IEF, 14.09.2020 – Der nun von der Regierung vorgestellte Entwurf legt die Bewertung der Rechtmäßigkeit von Meinungen in die Hand von Unternehmen.

Am Donnerstag, den 03. September, stellten die Justizministerin Alma Zadic, die Verfassungsministerin Karoline Edtstadler, die Frauenministerin Susanne Raab und die Klubobfrau der Grünen Sigrid Maurer den gemeinsamen Entwurf für ein Gesetz gegen „Hass im Netz“ vor.

Umfassendes Gesetzespaket an Europäische Kommission geleitet

Der Gesetzesentwurf, für den das Notifizierungsverfahren bei der Europäischen Kommission bereits eingeleitet wurde, behandelt verschiedene Aspekte im Zusammenhang mit sogenannten Hasspostings im Internet. Laut Justizministerium ist einer der Schwerpunkte des Entwurfs, dass mittels eines Mahnverfahrens über ein Formular auf der Justizwebsite eine Löschung von Postings, die die Menschenwürde verletzten, per Unterlassungsauftrag ohne ein Verfahren erwirkt werden kann.

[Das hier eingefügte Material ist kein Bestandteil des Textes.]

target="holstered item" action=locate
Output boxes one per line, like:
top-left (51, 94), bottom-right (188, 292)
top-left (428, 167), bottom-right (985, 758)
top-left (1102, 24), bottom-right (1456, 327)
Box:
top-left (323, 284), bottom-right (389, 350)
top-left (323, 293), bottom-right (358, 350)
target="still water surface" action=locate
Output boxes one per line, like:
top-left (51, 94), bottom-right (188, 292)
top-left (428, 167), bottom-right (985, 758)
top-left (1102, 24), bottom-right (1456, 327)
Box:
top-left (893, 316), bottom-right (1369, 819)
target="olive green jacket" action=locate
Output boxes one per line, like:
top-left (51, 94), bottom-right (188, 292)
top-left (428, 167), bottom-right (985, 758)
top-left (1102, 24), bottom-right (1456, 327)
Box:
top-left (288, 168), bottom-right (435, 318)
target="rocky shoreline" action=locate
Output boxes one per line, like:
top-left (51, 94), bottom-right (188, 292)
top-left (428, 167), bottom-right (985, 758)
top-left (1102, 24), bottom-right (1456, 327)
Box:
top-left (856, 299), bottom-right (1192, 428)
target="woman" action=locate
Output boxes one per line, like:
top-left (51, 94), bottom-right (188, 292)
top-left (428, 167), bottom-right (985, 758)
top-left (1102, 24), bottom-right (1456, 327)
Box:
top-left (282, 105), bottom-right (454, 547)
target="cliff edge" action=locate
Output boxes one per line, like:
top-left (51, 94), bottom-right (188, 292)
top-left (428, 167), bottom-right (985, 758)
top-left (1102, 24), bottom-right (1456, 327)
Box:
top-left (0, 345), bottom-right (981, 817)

Weiters soll die Ausforschung eines Täters in Zukunft auf Antrag durch die Behörden erfolgen statt wie sonst in Privatanklagedelikten durch das Opfer. Auch soll das Kostenrisiko für die Opfer entfallen. Bisher müssen diese im Falle eines Freispruchs die Prozesskosten tragen. Auch die psychosoziale und juristische Prozessbegleitung der Opfer soll ausgebaut werden.

Darüber hinaus soll der Tatbestand der Verhetzung ausgeweitet werden, sodass er bereits erfüllt ist, wenn nur eine Einzelperson wegen ihrer Gruppenzugehörigkeit bedroht oder gegen sie gehetzt wird. Das Beleidigen, Bedrohen, Bloßstellen oder Belästigen einer Person, soll bereits ab dem ersten Posting strafbar sein. Für das unbefugte Fotografieren des Intimbereichs, das sogenannte „Upskirting“, soll künftig bis zu einem Jahr Freiheitsstrafe drohen.

Plattformen sollen Beschwerden erleichtern, sonst drohen empfindliche Strafen

Um Hasspostings zu melden sollen mediale Plattformen künftig eine ständig erreichbare und leicht handhabbare Meldemöglichkeit einrichten und je nach Eindeutigkeit des strafbaren Inhalts die Postings innerhalb von 24 Stunden bis hin zu 7 Tagen löschen müssen. Außerdem werden sie verpflichtet, einen Zustellungsbevollmächtigten als Ansprechperson für die österreichischen Behörden, Unternehmen und Bürger zu ernennen.

Bei „systematischem Versagen“ der Plattformen sollen Geldbußen in der Höhe von bis zu 10 Millionen Euro drohen, „damit auch Milliardenkonzerne den Opferschutz ernst nehmen“.

Unternehmen sehen österreichischen Alleingang kritisch

Wie der ORF berichtet, unterstützten große Internetkonzerne wie Google oder Facebook den Kampf gegen „Hass im Netz“ sowie Maßnahmen, die zu einem größeren Schutz von Nutzern führten. Auch begrüßten sie die Rechtssicherheit für Unternehmen. Allerdings warnten sie vor Alleingängen europäischer Mitgliedsstaaten, da diese zu einer „Fragmentierung des digitalen europäischen Binnenmarktes“ führten. Ein gemeinsamer europäischer Ansatz wäre hingegen zu begrüßen.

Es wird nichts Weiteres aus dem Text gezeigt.